For all the talk about LeBron James and Steph Curry and who’s more valuable and who’s the face of the league, the NBA Finals may come down to each team’s third banana: Kevin Love and Draymond Green.

“I’m with you. I agree 100 percent,” CBS Sports NBA insider Ken Berger said on CBS Sports Radio’s Tiki and Tierney. “I agree with Love. I think he’s a key for Cleveland in that he’s kind of been a little schizophrenic throughout the year and has really been able to find his game and his niche throughout the playoffs in terms of playing inside-out and not just being a standstill shooter.”

In the Eastern Conference Finals, Love averaged 19.5 points in the Cavs’ four wins and 6.5 points in their two losses. That’s a 13-point difference. Which Love shows up may very well determine the outcome of this series.

Draymond Green, meanwhile, struggled in the Western Conference Finals, averaging 9.3 points and shooting 19-of-59 (32.2 percent) in his final six games against Oklahoma City.

“Draymond has been so steady for the Warriors the last couple of years,” Berger said. “He’s been a spark plug for them. He’s been a defensive ace for them, able to guard multiple positions. He knocks down threes, he gets them going in transition, and then all of a sudden he runs into the Oklahoma City Thunder and he forgets how to play basketball. He did play a little better as the series evolved, but the thing that interests me about him is he is now entering the Finals on the very edge of suspension. The Cavaliers know that, too.”

If Green picks up two more technicals or one more flagrant foul, he’ll be suspended for one game, per NBA rules.

“I think it’s a real issue,” Berger said. “If the Cavs can find a way to get him riled up and get his blood boiling a little bit and he makes a poor decision, that could change the outcome of this series in a big way. It doesn’t take much to get Draymond’s blood boiling. He’s pretty much in full boil when he walks onto the court. From the Warriors standpoint, he just needs to play better. He needs to just play his role and play the game that has been so effective for him and not get involved in all the other shenanigans.”

The Cavs, of course, have been red-hot from three-point range in the playoffs, but that doesn’t mean they have to try to match the Warriors three-for-three in the Finals.
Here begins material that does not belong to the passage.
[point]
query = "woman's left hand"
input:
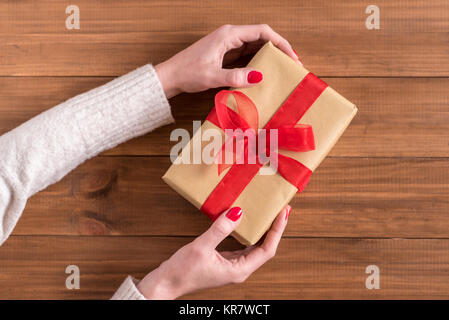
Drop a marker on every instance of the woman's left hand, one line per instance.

In fact, it would be better if they didn’t try to do that.

“They shot and made more three-pointers per game in the playoffs to this point than Golden State, which is remarkable because Golden State, that’s their neighborhood,” Berger said. “They own that place, and the Cavs cranked it up. But if you try to out-Warrior the Warriors, it’s going to be a short series. They can’t do that. They have to use the other things that they do well in getting to the basket. They have two of the best rim attackers in the league in Kyrie Irving and LeBron James. They have to exploit those. If they try to get into a three-point shooting contest with the Warriors, it’s not going to end well.”

Ultimately, Berger doesn’t see it ending well for Cleveland either way.

“I have the Warriors in seven – and the seven being the utmost sing of respect for LeBron James,” he said. “If you look all over the floor, I don’t think the series is all that close. I think the match-ups are really tough for Cleveland. I think they’re going to have a very difficult time guarding the Warriors and stopping them. I think they can score with them, but I don’t think they can stop them when they need to. So I’m going to say seven. LeBron took them to six last year pretty much by himself. I think the Cavs are certainly better this year. I just don’t see them beating Golden State.”